Government will simply have to deliver more in the social welfare space. That means thinking about a Bidenomics that’s closer to the “European Dream” than the American Dream — one where a comfortable life is closer to a right than a privilege, even if wealth accumulation is a tiny bit harder.
Unless Biden can start talking about good jobs alongside robust social welfare policies — universal health care, social housing, low-cost child care, and more — he won’t be speaking to the genuine economic anxiety occupying the minds of a majority of Americans. Even many professional-class childless adults are struggling to secure livelihoods for themselves in major U.S. cities, let alone provide for children. Much of the economic pain that Americans are experiencing right now almost certainly stems from their inability to afford the basics — a long-standing political economy problem exacerbated by pandemic-era inflation — which other rich countries address with significantly more government intervention in certain sectors. The U.S. is more than 75 years — and counting — behind the United Kingdom on universal health care and the Affordable Care Act isn’t working.

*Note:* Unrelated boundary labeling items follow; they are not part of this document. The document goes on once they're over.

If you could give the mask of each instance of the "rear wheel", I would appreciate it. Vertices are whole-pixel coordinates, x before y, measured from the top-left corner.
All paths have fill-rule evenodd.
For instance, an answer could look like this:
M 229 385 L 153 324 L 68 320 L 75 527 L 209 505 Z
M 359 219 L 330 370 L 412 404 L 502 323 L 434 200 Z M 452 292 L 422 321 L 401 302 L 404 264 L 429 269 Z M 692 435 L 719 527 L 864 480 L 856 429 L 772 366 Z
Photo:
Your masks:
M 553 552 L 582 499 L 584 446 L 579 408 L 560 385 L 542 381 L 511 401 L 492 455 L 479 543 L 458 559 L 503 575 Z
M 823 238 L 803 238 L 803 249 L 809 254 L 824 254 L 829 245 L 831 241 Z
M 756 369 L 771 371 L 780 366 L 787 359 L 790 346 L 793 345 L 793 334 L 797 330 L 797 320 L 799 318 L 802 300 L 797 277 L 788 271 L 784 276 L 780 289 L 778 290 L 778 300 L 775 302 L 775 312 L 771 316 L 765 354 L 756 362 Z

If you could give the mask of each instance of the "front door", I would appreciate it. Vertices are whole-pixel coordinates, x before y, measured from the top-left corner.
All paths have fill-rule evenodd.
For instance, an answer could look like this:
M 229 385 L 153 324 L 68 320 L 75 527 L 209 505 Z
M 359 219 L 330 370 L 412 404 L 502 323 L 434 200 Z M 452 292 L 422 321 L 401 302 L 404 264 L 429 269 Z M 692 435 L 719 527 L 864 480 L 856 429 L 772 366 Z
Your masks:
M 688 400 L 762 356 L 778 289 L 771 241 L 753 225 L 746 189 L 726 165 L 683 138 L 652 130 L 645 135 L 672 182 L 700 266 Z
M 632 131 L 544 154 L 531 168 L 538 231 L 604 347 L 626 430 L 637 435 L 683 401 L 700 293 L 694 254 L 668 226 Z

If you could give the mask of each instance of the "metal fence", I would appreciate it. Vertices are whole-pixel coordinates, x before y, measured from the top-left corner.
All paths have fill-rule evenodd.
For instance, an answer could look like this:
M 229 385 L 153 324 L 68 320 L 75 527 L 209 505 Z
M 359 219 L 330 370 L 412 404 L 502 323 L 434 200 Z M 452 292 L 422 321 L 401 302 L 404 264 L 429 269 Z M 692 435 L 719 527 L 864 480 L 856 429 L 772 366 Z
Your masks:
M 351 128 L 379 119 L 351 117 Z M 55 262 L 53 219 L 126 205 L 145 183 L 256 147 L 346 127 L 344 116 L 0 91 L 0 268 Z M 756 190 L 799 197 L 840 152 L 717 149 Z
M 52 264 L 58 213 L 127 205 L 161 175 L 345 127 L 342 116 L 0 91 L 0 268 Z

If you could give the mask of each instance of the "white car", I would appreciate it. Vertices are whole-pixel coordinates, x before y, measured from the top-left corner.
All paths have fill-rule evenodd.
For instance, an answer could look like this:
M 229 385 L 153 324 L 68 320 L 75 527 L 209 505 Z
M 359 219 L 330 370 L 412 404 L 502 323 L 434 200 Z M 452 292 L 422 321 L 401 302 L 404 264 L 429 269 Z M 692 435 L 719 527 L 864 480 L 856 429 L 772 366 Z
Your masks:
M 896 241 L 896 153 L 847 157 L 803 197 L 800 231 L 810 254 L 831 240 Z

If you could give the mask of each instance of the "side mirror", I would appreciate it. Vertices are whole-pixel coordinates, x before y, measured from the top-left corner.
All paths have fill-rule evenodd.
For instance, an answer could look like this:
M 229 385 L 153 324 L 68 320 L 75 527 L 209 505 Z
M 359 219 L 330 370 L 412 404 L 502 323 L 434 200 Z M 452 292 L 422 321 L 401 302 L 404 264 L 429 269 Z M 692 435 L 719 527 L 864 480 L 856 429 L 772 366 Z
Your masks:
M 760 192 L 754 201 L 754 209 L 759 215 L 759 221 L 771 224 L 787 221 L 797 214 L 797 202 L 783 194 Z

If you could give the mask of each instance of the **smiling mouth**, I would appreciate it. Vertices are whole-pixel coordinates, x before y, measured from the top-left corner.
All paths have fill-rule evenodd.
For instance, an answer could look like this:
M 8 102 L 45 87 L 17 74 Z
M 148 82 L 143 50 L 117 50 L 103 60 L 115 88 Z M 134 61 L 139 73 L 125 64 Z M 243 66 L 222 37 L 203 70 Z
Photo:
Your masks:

If Biden doesn’t start articulating a more ambitious vision for the U.S. economy and social contract — Bidenomics with a social democratic twist — he may lose to a demagogic Trump who will simply remind voters that their salaries bought them more in 2019 than in 2024. It is 2023, not 1955, and citizens of a rich country with a center-left president are entitled to expect a little more help with the basics from their government.

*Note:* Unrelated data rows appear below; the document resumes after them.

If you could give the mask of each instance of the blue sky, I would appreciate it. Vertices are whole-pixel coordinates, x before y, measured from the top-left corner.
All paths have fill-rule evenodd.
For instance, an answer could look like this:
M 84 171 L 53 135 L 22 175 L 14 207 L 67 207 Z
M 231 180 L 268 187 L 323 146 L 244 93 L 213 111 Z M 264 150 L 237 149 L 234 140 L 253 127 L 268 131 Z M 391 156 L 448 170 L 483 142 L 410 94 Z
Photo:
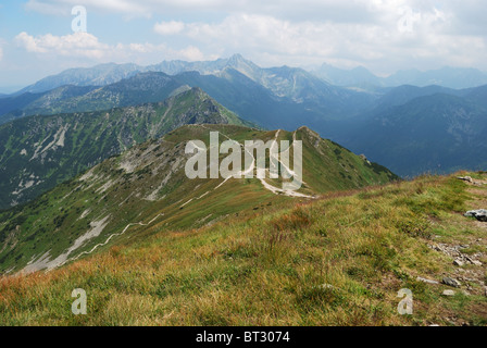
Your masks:
M 71 10 L 87 10 L 73 33 Z M 70 67 L 241 53 L 262 66 L 487 71 L 484 0 L 0 2 L 0 92 Z

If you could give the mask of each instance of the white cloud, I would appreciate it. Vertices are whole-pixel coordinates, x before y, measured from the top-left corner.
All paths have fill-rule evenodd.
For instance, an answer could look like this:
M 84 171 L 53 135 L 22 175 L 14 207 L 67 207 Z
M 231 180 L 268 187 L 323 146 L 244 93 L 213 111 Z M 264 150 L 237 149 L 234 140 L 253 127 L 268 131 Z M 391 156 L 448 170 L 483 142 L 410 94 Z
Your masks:
M 161 22 L 155 23 L 154 32 L 161 35 L 174 35 L 183 32 L 185 29 L 185 24 L 183 22 Z
M 75 33 L 65 36 L 51 34 L 30 36 L 23 32 L 15 37 L 18 46 L 34 53 L 55 53 L 65 57 L 87 57 L 101 59 L 111 48 L 101 44 L 98 38 L 88 33 Z
M 55 58 L 87 58 L 97 61 L 97 63 L 136 61 L 147 63 L 141 59 L 141 55 L 159 57 L 155 62 L 162 59 L 197 61 L 213 58 L 205 57 L 197 47 L 190 45 L 182 49 L 173 49 L 164 44 L 153 45 L 150 42 L 108 45 L 88 33 L 75 33 L 66 36 L 47 34 L 34 37 L 23 32 L 14 40 L 18 47 L 30 53 Z
M 28 0 L 26 8 L 70 15 L 78 4 L 88 15 L 154 17 L 152 30 L 165 42 L 112 47 L 85 37 L 83 42 L 92 44 L 91 50 L 79 52 L 86 57 L 114 57 L 110 50 L 115 50 L 123 57 L 159 52 L 161 60 L 192 60 L 239 52 L 267 66 L 325 61 L 365 65 L 382 74 L 439 65 L 487 70 L 485 0 Z M 46 37 L 18 40 L 32 52 L 71 52 L 60 48 L 70 45 L 66 37 L 54 48 Z
M 372 1 L 371 9 L 380 10 L 373 23 L 298 22 L 262 14 L 232 14 L 216 23 L 178 23 L 177 30 L 165 23 L 165 32 L 154 30 L 197 42 L 207 54 L 240 52 L 263 65 L 327 61 L 340 66 L 363 64 L 378 73 L 415 63 L 425 69 L 438 64 L 485 66 L 485 39 L 449 33 L 451 12 L 434 7 L 404 8 L 404 3 Z M 408 25 L 405 30 L 401 29 L 401 21 Z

Biden talks about Bidenomics as delivering “dignity” and “respect” for workers, but who feels respected and dignified when their 40-hours-a-week can’t even deliver access to basic health care and shelter? A serious center-left politician should understand that jobs alone can’t meet all the needs of working-age citizens. If Biden is incapable of speaking about expanded welfare provision alongside economic growth, he may not be the Democratic nominee that the moment demands.